1. A need for constant attention. I dated a man who would get furious to the point of screaming if when I was on the phone texting him, I also tweeted between texts. He would say I was selfish and other things that were clearly definitions of his behaviour, but he twisted it to make me look like I was a monster if I was not waiting on my toes for five or ten minutes for his next text to come in.
2. A boundary breaker. Narcissists do not like boundaries. You are not an individual to them, and you are not allowed to have lines they cannot cross, essentially you are not allowed to say no. If you do, there is always some sort of punishment they will inflict upon you, known as ‘narcissistic injury.’ We will get more into that later on.
3. A narcissist is never responsible. Nothing is their fault. They are always the victim, or someone always made them do it.
4. They are charming. At first a narcissist may be very charming, almost a little too charming. Everything they like is what you like and every bit of attention goes to you. This phase will end.

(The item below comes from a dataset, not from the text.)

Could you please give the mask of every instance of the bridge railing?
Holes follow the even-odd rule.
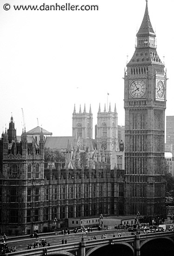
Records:
[[[174,237],[174,232],[168,231],[141,234],[140,235],[140,239],[141,241],[144,241],[152,238],[165,237],[167,236]],[[130,235],[113,238],[109,237],[108,238],[97,238],[96,240],[84,241],[84,242],[86,243],[86,248],[91,248],[98,246],[100,244],[102,244],[102,245],[104,244],[109,244],[111,243],[116,243],[118,242],[120,243],[123,242],[124,243],[127,243],[130,242],[134,243],[134,240],[135,236]],[[49,253],[54,253],[61,250],[78,250],[80,247],[80,242],[76,242],[67,243],[66,244],[64,244],[59,245],[45,246],[44,247],[29,249],[23,251],[16,251],[15,252],[13,252],[11,253],[6,254],[6,255],[9,256],[25,256],[26,255],[31,256],[42,256],[46,248],[47,249],[48,255],[49,254]]]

5. They do not see individuals. They think of people only as an extension of themselves. They do not empathize. They only want to take and have no intention of reciprocity after they get you where they want you and as long as you let them, they will discard you and return.
The harsh truth:
Narcissists do not usually change, if they ever do. The only cure is to get out and have no contact. This is for your own safety, and your own happiness. There is no reasoning with one, there is no helping one. Leaving a narcissist behind is a great way to grow and heal in 2019. And, trust me, it feels really good when you do it.